You will probably need to add the following exports to your ~/.bashrc.
export PATH=~/.local/bin/:$PATH
export CPATH=~/.local/include/:$CPATH
export C_INCLUDE_PATH=~/.local/include/:$C_INCLUDE_PATH
export CPLUS_INCLUDE_PATH=~/.local/include/:$CPLUS_INCLUDE_PATH
export LD_LIBRARY_PATH=~/.local/lib64/:~/.local/lib/:$LD_LIBRARY_PATH
export LIBRARY_PATH=~/.local/lib64/:~/.local/lib64/:$LIBRARY_PATH
export PYTHONPATH=~/.local/lib/:~/.local/lib/python2.7/site-packages/:$PYTHONPATH
If you have a group stack, this might already be there. Always talk to the person managing your group before installing software.
If you are using python as I do, pip is very useful to install packages locally.
$ pip list
List all installed packages.
$ pip search <package_name>
List all available packages in the PyPI repository containing the name you specified.
$ pip install --user <package_name>
Will install the python package locally in ~/.local
.
$ pip install --user --upgrade <package_name>
Will upgrade the python package locally in ~/.local
. Even if it was a pre-installed package in the system.

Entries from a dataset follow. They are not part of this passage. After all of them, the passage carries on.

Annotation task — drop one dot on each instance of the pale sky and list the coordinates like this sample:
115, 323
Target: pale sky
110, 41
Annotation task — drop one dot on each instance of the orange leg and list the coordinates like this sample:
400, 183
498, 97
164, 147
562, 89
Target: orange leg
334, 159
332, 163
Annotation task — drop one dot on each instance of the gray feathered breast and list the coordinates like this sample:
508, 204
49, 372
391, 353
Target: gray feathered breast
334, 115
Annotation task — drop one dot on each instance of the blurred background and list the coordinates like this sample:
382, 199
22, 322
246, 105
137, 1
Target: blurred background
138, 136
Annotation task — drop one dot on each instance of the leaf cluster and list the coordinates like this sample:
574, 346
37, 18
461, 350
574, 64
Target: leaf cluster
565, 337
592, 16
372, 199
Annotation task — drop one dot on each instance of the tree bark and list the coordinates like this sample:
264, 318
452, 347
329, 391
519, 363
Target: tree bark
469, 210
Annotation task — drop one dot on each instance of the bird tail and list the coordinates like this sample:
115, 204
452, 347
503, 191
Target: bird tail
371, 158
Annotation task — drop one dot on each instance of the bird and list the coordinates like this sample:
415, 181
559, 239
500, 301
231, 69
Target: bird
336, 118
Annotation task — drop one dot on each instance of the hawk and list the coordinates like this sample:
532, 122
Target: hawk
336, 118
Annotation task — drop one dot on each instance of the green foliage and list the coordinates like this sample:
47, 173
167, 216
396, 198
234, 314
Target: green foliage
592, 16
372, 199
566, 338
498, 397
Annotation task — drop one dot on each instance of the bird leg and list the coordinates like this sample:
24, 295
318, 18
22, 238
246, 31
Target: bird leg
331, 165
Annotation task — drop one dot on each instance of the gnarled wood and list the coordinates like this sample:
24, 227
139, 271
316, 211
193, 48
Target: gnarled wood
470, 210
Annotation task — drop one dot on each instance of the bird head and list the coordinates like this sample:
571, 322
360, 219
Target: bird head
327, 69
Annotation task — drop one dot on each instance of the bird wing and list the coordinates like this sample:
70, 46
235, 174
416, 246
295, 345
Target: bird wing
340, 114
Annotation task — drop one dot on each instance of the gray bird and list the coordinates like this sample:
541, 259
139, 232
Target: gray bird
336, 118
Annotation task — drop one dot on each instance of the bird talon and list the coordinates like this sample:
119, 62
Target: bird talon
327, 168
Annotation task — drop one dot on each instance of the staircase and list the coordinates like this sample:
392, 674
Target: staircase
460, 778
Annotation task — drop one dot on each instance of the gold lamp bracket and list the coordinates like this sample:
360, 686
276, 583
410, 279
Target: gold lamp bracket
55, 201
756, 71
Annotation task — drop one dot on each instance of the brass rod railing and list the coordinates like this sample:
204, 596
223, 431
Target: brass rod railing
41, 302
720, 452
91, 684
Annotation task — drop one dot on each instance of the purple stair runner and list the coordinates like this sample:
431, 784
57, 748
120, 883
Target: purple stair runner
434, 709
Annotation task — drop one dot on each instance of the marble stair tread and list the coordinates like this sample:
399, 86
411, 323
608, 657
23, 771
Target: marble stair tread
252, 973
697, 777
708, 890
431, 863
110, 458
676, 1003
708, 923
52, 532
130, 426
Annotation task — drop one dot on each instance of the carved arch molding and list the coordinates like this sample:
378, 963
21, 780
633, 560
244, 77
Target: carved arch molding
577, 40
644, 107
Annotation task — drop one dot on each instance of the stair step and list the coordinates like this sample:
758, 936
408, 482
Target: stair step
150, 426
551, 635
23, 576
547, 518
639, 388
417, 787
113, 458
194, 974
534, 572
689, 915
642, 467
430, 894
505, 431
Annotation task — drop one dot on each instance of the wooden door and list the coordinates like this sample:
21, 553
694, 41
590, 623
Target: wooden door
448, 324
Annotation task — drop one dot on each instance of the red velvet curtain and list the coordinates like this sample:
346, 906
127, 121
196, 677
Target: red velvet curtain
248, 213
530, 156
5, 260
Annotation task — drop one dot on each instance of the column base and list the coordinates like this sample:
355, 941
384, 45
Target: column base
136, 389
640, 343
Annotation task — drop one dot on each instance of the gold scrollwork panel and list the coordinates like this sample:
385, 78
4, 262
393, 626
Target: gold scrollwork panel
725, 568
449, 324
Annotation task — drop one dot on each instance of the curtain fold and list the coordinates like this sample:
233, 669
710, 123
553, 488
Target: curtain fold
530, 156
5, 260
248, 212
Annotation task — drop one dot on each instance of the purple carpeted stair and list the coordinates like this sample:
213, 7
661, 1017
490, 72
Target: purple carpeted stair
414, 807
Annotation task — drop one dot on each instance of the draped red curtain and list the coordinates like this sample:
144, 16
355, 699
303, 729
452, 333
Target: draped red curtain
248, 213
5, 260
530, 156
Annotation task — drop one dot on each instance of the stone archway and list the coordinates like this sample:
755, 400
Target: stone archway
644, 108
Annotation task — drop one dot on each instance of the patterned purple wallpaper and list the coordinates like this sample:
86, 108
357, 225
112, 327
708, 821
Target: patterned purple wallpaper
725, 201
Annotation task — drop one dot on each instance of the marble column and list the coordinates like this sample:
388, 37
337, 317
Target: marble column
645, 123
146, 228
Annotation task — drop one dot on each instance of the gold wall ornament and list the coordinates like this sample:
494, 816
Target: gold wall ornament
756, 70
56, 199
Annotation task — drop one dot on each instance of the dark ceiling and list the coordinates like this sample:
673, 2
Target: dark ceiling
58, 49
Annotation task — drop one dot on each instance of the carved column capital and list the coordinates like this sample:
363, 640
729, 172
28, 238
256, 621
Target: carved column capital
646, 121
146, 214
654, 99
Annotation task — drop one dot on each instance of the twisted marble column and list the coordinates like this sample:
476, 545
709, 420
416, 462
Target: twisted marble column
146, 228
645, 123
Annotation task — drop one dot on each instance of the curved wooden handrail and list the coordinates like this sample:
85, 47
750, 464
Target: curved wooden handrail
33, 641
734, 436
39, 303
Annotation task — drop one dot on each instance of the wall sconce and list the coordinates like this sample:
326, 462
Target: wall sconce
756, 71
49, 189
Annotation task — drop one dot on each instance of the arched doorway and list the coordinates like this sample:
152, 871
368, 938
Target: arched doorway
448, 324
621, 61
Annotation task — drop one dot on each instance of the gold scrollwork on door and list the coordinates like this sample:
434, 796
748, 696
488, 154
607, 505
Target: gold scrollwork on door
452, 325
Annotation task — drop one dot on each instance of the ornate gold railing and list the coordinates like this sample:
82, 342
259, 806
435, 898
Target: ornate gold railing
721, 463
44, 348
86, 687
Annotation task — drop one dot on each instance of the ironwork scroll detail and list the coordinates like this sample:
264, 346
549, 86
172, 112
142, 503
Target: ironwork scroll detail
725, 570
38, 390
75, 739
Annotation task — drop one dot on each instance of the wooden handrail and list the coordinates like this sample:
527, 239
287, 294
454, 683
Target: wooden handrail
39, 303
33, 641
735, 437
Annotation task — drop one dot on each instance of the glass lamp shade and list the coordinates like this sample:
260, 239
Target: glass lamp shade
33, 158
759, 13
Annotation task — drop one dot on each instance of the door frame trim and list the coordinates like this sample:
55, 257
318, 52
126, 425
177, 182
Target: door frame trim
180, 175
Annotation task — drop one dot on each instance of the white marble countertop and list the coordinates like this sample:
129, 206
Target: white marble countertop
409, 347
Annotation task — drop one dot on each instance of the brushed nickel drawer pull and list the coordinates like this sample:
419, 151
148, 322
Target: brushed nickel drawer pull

$ pip install --user git+<git_repo_url>
Will install the development version of that package locally in ~/.local
. This works only if the repo is a proper python package with a setup.py
.
$ git clone <git_repo_url>
$ pip install --user -e <cloned_folder>
This will install your cloned repo locally in editable mode which allows you to have your development version available in your system without playing with pythonpaths. This might not work with old version of canopy.